The Science of Productivity and Motivation by Big Think
Dan Ariely walks through the basics of motivation. Like the video above, this is not a substitute for reading his book, but is a good way to get introduced to the ideas.
Lessons from the Best Salesman in the World by Joe Girard
This video is worth watching because you can observe the tonality, body language and overall demeanor of a world-class salesperson. The content of what he says is far less important than the way he delivers the message.
How to Take Action
If you really want to get better at persuasion, you'll need to find some goal that can only be accomplished by persuading another person to do something. Although reading and watching videos about persuasion will give you ideas about how to get better, you'll only make large leaps of progress by going out into the world and seeing how others respond to your approach.

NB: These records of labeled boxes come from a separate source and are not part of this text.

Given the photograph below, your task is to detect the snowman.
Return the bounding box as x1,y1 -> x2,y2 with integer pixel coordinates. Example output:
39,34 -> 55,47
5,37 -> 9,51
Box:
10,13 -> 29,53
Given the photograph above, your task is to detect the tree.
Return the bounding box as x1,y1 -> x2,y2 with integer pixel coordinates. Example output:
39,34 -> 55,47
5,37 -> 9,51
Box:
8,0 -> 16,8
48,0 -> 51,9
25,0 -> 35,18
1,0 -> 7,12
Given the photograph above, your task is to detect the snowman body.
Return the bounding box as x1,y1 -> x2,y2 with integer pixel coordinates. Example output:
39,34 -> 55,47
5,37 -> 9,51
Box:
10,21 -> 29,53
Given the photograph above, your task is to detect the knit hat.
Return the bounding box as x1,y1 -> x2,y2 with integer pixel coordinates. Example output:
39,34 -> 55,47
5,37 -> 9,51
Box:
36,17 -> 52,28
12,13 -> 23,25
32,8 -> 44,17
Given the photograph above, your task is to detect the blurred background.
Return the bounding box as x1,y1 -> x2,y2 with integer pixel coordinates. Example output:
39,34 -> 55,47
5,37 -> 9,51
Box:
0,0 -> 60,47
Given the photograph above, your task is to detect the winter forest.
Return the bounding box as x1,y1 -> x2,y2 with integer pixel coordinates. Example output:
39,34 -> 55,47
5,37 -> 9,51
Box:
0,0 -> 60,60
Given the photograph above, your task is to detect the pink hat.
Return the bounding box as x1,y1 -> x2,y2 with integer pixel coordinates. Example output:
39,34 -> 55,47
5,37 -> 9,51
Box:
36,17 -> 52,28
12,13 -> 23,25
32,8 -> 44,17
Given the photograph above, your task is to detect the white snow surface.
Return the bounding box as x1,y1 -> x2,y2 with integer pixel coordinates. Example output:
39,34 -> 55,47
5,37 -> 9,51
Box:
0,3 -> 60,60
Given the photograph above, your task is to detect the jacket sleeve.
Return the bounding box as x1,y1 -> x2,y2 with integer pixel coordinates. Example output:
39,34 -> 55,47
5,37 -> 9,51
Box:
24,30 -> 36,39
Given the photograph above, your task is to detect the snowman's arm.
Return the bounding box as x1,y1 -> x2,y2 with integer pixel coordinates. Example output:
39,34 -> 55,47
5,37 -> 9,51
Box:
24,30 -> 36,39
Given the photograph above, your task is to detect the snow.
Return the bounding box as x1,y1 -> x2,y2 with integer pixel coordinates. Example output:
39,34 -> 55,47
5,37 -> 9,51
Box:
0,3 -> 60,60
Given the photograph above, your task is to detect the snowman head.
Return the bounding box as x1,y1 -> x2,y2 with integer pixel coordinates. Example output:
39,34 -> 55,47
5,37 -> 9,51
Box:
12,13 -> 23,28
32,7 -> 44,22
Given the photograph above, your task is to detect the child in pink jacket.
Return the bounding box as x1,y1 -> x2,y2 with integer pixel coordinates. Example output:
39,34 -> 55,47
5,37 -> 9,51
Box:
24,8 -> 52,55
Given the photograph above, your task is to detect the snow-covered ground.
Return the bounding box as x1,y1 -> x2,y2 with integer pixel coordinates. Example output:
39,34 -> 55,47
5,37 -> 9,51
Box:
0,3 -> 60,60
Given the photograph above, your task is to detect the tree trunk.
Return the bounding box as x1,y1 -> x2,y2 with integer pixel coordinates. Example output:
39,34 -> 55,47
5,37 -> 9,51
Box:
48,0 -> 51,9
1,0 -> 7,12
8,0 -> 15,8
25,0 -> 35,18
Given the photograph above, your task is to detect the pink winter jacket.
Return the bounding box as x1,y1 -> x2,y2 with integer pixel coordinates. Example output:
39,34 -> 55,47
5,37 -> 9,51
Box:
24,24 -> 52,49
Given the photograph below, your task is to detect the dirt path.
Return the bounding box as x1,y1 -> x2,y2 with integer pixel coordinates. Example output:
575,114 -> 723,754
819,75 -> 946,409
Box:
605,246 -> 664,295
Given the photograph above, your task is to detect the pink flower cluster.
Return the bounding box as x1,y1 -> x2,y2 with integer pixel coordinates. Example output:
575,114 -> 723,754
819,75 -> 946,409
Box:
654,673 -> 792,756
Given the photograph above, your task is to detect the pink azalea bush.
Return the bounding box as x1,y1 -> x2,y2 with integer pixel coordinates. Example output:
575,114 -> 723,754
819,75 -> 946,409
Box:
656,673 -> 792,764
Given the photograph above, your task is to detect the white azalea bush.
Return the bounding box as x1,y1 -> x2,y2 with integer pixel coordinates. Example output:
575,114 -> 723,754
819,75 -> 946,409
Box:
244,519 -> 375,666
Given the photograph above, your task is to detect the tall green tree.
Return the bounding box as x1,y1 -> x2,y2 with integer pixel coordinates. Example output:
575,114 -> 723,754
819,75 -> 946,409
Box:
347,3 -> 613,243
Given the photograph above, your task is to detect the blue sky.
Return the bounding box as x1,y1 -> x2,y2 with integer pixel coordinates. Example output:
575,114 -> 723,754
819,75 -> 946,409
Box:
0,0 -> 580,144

The simplest way to get started is to sell something. A good way to start is by putting something up for sale on a website like Craigslist. This will give you the opportunity to practice both your written (in the ad itself) and verbal (in-person interaction with the buyer) sales skills and make a little bit of money in the process.
If you're feeling more ambitious, you can try selling a service of some kind. What kind of niche skills do you possess, and what would motivate someone to choose you over a competitor? How do you position yourself in terms of price and quality? Try picking up the phone and calling a business or person you think needs your service. It might fail (at which point you've lost nothing except a few moments of your time), or you might end up with a whole new stream of income.
Want to put your skills to the test? Go get a full-time sales job. Sales is a tough job with a high turnover rate, but sales departments don't discriminate against people who don't have academic credentials or experience. If you can learn and demonstrate that you can close deals, you will have an income.